What is CBT and how does it work?

Cognitive Behavioural Therapy, or CBT for short, is a short-term therapy, usually lasting for between 6 and 12 sessions,  which aims to help you overcome a specific problem.  Anxiety, depression, social phobias and eating disorders are all issues which can be worked on.  CBT encourages you to notice your ‘automatic thoughts’ which limit your freedom to feel relaxed, happy, and to do what you want in everyday life.  Your therapist will help you to challenge negative beliefs about yourself, and to risk making small changes, on a daily basis, which will put you, rather than that negative running commentary in your head, back in control.  The counsellor is not going to ‘dig deep’ into your past, but will instead look at how your issues are spoiling your enjoyment of life and help you to feel better in the here and now.  Any issue which is causing you to have negative thoughts about yourself, your life and your relationships can improve during CBT.  You and your therapist will agree on what you want to change and then draw up a plan for each week of the therapy.  Your goals will be small, measurable, realistic and form your ‘homework’ each week.  For example, if you are a client who has anxiety and has lost your confidence to look for work, you might look at ways of reducing your anxiety by cutting down on the time you have to think about it.  Your homework might be:

week 1 – find out  phone numbers of  voluntary organisations in your town

week 2 – ring or email them asking if they have opportunities for volunteers

week 3 – list the experience and skills you can offer

week 4 – practise mock interviews with a friend

week 5 – go for an interview

week 6 – work for half a day in a charity shop

Your therapist would encourage you to keep a diary of your thoughts and feelings and to notice if your worst fears actually ever happened- almost certainly they didn’t!

I hope I haven’t made CBT sound like ‘just a lot of goal-setting’; it’s not at all like that with a good therapist.  It is very organised, and you will look at how you behave as a result of your problems in a lot of detail, and work out different ways of behaving and thinking, but your relationship with the counsellor or therapist is still the key to your feeling better.  A warm, understanding, non-judgmental relationship is really important if CBT is going to help.

So, over the weeks,  you will together set  small, measurable goals, and then discuss how things went for you.  You will talk a lot about your fears and your feelings as well as how you coped.

CBT circle

I believe that our thoughts, feelings, beliefs and actions are circular, and we can begin to change at any point on the circle.  Sometimes, behaving differently helps us to see that our negative thoughts are untrue.  Other times, noticing ourselves being negative and deliberately changing the thought, repeating a positive statement instead, can help us change how we feel, and how we behave.
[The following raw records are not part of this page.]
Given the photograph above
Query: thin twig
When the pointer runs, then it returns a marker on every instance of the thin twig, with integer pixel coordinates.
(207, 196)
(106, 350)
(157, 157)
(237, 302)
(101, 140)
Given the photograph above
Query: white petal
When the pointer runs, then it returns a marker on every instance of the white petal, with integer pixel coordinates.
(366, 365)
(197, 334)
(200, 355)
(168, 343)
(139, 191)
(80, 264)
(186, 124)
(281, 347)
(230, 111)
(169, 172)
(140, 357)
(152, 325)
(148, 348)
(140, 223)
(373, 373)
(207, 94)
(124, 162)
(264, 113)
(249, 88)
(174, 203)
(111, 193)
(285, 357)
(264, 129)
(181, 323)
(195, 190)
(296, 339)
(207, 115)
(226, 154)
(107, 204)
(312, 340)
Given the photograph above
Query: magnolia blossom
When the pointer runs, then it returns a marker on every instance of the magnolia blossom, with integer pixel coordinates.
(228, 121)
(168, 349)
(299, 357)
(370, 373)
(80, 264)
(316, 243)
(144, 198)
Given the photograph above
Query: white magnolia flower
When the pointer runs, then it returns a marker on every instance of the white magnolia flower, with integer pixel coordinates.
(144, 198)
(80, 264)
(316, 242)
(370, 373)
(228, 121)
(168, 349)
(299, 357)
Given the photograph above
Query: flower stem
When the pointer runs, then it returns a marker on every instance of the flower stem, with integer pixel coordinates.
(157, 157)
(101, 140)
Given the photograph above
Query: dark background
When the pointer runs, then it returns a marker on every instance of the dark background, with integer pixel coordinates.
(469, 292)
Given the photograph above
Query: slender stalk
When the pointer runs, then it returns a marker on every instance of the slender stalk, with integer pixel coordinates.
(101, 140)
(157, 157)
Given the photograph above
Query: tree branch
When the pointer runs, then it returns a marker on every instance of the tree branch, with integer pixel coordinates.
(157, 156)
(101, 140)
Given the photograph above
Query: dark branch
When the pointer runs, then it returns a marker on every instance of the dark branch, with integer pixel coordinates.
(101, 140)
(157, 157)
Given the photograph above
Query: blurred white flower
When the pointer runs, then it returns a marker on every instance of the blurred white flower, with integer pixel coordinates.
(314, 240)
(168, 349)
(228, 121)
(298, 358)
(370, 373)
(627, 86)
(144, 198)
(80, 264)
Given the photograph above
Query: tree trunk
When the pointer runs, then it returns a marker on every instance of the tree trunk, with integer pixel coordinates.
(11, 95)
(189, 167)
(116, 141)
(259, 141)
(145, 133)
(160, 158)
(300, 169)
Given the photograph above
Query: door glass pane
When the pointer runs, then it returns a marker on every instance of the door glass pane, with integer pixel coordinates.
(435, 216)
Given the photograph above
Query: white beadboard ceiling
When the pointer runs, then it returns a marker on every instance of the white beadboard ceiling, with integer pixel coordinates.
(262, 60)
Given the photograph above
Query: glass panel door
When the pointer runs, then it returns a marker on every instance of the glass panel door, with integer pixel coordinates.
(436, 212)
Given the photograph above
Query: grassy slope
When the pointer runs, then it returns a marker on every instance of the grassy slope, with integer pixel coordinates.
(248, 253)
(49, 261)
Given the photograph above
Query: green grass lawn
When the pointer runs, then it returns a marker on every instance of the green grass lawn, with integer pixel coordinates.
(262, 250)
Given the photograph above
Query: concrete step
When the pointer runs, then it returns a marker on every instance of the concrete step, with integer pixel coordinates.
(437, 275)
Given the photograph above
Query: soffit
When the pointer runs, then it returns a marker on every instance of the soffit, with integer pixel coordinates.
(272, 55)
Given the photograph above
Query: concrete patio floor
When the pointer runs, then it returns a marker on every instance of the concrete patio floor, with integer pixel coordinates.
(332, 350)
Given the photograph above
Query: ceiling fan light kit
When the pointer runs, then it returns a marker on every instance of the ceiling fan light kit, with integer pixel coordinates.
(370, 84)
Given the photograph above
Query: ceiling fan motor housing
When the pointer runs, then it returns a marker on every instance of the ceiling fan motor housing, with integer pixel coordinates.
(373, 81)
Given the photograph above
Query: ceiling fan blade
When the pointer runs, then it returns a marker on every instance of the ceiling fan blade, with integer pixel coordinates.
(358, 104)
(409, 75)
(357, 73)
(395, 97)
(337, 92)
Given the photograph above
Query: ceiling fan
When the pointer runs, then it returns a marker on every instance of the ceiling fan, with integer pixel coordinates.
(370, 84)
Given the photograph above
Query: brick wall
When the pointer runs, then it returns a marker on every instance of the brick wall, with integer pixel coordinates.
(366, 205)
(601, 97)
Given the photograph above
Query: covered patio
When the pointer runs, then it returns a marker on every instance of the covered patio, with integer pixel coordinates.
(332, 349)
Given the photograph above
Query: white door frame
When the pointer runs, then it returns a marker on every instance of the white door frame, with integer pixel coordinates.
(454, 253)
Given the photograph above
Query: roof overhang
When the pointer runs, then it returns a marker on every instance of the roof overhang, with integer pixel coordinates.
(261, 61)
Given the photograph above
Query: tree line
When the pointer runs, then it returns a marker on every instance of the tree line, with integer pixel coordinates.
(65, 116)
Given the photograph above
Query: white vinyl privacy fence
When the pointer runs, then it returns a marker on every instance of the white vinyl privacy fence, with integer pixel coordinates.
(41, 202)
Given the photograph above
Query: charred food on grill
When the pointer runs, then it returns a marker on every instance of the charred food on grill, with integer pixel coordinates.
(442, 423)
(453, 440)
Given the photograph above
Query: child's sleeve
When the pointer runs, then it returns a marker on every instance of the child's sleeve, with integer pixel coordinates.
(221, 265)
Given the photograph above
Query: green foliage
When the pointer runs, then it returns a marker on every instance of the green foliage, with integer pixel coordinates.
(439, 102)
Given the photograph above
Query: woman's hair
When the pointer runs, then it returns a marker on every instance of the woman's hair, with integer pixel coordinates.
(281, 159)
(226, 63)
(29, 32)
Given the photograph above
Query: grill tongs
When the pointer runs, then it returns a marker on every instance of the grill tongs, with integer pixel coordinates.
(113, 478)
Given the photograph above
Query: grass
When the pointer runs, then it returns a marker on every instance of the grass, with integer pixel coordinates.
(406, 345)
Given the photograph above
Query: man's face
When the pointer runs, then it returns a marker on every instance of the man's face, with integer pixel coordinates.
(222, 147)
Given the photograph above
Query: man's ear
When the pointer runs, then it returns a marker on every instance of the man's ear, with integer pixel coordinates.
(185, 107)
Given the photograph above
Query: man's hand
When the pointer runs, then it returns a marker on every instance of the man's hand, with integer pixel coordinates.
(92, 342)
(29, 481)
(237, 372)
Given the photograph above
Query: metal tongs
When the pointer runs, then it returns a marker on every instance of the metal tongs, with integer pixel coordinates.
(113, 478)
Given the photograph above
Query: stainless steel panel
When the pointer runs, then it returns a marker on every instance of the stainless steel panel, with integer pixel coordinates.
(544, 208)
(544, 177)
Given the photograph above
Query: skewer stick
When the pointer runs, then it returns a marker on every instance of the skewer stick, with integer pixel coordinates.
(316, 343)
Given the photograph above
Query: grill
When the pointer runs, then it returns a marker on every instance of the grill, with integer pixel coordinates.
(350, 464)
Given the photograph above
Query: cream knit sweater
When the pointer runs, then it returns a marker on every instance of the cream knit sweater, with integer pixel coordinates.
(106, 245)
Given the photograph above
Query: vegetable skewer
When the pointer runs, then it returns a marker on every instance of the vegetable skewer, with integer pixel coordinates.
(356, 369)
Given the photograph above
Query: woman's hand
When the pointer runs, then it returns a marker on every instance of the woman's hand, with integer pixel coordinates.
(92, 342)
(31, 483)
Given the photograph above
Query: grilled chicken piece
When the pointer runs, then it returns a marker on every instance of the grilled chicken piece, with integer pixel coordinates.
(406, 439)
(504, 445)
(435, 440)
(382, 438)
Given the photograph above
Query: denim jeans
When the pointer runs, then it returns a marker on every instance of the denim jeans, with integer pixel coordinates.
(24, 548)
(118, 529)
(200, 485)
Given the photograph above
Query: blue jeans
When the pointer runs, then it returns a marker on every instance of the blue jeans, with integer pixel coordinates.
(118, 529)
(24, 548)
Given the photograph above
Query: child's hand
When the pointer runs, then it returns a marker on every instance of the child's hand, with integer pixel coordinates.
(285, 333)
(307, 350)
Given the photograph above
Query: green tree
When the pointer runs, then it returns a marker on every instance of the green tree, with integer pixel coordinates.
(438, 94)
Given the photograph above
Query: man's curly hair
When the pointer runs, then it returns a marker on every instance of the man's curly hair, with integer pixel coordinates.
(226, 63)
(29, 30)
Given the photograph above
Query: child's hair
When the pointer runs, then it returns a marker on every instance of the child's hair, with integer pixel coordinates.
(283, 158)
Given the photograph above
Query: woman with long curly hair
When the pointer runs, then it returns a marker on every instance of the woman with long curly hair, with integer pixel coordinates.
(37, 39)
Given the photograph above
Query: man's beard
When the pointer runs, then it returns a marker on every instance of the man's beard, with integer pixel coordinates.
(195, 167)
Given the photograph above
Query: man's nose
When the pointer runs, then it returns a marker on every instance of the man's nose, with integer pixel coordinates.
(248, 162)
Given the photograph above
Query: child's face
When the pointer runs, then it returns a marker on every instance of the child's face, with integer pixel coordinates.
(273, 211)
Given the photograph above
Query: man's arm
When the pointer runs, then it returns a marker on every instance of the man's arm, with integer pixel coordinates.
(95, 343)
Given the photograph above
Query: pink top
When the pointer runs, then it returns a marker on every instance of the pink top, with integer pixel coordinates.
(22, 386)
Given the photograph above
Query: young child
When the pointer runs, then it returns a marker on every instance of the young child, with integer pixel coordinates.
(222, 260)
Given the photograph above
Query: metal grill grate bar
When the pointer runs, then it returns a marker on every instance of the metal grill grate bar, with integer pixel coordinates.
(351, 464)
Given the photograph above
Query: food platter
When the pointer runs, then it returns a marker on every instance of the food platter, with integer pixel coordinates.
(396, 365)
As the therapist, I know that my role is to help you, the client, to make a commitment to change, by working out a detailed plan which I support you to follow, while listening and understanding your thoughts and fears. Just because it’s called cognitive-behavioural therapy, doesn’t mean that your feelings are any less important; in fact expressing them fully is vital for change.  An American study found that simply asking a group of unemployed workers to write down every week how they felt about being out of work, resulted in their getting jobs more quickly that those who didn’t put their feelings on paper.  Recognising how we feel about our situation, accepting that it’s not about our failings as a person, but rather the result of the situation we find ourselves in, somehow gives us permission to forgive ourselves, realise we are just another normal human being, who has ‘got a bit stuck’, and find the strength to move on, back to a happier place!